University and Pharmaceutical Company Create New Drug Discovery Tools

protein kinase
Researchers use computer simulations to investigate how kinase AAK1 interacts with small molecules capable of inhibiting its activity

The open platform bioRxivrecently published one of the first fruits of a partnership between the Brazilian pharmaceutical company Aché Laboratórios Farmacêuticos and the Protein Kinase Chemical Biology Center at the University of Campinas (SGC-UNICAMP) in São Paulo State, Brazil, supported by FAPESP.

The article describes a chemical compound that could be used in future research as a selective inhibitor of the enzyme AAK1 (AP2-associated kinase 1; also known as adaptor-associated protein kinase 1), which is considered a potential target for drug development.

SGC-UNICAMP is part of the Structural Genomics Consortium (SGC), a public-private partnership that supports drug discovery through open-access research by more than 400 scientists at universities, pharmaceutical companies and nonprofits in several countries. Led by researchers Jonathan Elkins, Katlin Massirer, Opher Gileadi and Paulo Arruda, SGC-UNICAMP investigated the functions of protein kinases, which regulate important processes such as cell division, proliferation and differentiation. Although protein kinases are considered priority targets for drug development, it is estimated that only 40 of over 500 protein kinases identified in the human genome have been studied in depth.

According to Rafael Couñago, a researcher at SGC-UNICAMP and first author of the article, AAK1 is a kinase that is involved in endocytosis, the process by which various types of particles from the extracellular medium, such as neurotransmitters, micronutrients and even some viruses (for example, hepatitis, dengue and Zika), are transported into the cell.

“Evidence from the scientific literature shows that endocytosis occurs less frequently when AAK1 is inhibited,” Couñago said. “But to understand its exact function in the cell and find out whether it’s a promising therapeutic target, we need a tool called a chemical probe – a small molecule that can selectively bind to this enzyme and inhibit its function in a biological model.”

AAK1 is known to be responsible for phosphorylating AP2 (adaptor protein 2). In other words, it catalyzes the transfer of high-energy phosphate molecules, such as ATP (adenosine triphosphate) to AP2, and this modifies the activity of the target protein in the cell, making the process of endocytosis occur more frequently.

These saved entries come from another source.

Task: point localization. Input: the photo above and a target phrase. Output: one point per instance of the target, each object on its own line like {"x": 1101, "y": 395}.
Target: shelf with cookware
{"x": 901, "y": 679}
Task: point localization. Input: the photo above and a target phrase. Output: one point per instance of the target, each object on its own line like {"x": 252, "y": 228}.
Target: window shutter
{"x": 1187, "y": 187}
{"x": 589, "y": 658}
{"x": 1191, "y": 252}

“We still need to understand how this regulation works in more detail. For example, exactly when during endocytosis is the action of AAK1 important?” Couñago asked.

High-throughput screening

In their search for a chemical probe with which to study AAK1, researchers affiliated with the SGC at the University of North Carolina at Chapel Hill, USA, analyzed a library of chemical molecules by high-throughput screening, a biochemical assay in which the enzyme was tested against hundreds of candidate inhibitors simultaneously.

The researchers at SGC-UNICAMP used X-ray crystallography to elucidate the three-dimensional structure of the complex formed between the molecule that proved most promising in the high-throughput screening tests and BIKE, the protein kinase that most closely resembles AAK1 in humans.

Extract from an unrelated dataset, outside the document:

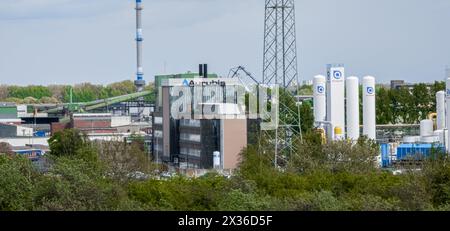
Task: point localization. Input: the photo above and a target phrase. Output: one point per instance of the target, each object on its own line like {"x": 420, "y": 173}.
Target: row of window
{"x": 190, "y": 152}
{"x": 190, "y": 123}
{"x": 190, "y": 137}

“The crystallographic structure shows how intimate contact between the small molecule and the protein takes place, enabling us to identify which part of the chemical probe is responsible for the strong affinity with AAK1 it displays,” Couñago explained.

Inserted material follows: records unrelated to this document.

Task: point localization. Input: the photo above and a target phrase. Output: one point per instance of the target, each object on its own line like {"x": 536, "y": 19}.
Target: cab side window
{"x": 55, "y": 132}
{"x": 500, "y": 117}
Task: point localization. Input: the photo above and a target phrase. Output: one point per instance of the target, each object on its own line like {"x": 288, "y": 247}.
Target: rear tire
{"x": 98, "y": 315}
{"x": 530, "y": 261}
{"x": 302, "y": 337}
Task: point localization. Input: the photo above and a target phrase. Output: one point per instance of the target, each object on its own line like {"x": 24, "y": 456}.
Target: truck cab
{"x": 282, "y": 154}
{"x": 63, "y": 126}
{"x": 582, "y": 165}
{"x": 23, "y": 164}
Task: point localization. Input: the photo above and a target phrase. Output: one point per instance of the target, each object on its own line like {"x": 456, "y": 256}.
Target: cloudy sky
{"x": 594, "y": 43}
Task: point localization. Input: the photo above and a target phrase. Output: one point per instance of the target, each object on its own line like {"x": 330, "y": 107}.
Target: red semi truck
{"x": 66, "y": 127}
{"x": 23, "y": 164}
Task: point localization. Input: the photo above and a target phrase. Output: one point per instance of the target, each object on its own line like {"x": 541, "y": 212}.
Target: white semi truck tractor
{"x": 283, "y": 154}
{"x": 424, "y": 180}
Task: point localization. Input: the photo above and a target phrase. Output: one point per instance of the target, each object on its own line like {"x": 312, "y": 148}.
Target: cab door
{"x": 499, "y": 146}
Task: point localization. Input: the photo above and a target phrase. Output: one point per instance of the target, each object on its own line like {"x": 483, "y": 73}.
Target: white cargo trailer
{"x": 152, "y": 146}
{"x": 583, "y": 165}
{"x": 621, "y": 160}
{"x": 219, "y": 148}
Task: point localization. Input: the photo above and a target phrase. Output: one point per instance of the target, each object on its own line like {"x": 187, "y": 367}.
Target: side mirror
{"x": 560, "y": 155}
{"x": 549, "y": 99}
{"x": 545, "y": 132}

With the collaboration of Aché’s radical innovation team, led by director Cristiano Guimarães, computational studies were conducted to calculate the energy cost during stabilization of the catalytic process.

“This analysis showed us that when we substituted an isopropyl group for a cyclopropyl group in the structure of the candidate chemical probe, its activity was dramatically reduced,” Couñago said. “The reason was the much higher energy cost to form the complex. That can’t be seen just by looking at the structure.”

This discovery is important, he explained, because it means that the alternative isopropyl-containing version of the small molecule can be used as a “negative control” in experiments. Although interaction with AAK1 is switched off, the candidate probe continues to interact normally with all other proteins in the cell.

“So we can do the same experiments with the chemical probe and the negative control, and then compare the results. This increases the degree of certainty that the biological effects observed with the inhibitor are due to inhibition of the function of AAK1,” Couñago said.

Open science

One of the key principles of the SGC’s partnership model is open science, meaning that all members of the consortium strive to make their research findings public as soon as possible. As Couñago explained, this is why the article was posted on the internet even before it had been peer reviewed.

“We believe this increases the number of people who can comment on the paper, so that we can make the necessary corrections and enhance the impact of the discoveries,” he said.

While the small molecule showed potential to become a chemical probe, he added, more studies will be necessary for quality-control purposes.

“We’re now at the stage of finding collaborators who are interested in studying the endocytosis pathway and the function of AAK1 in this process. The SGC doesn’t have the capacity to work with a variety of biological models, and for this reason, it tries to reach the scientific community as soon as possible in order to attract collaborators,” Couñago concluded.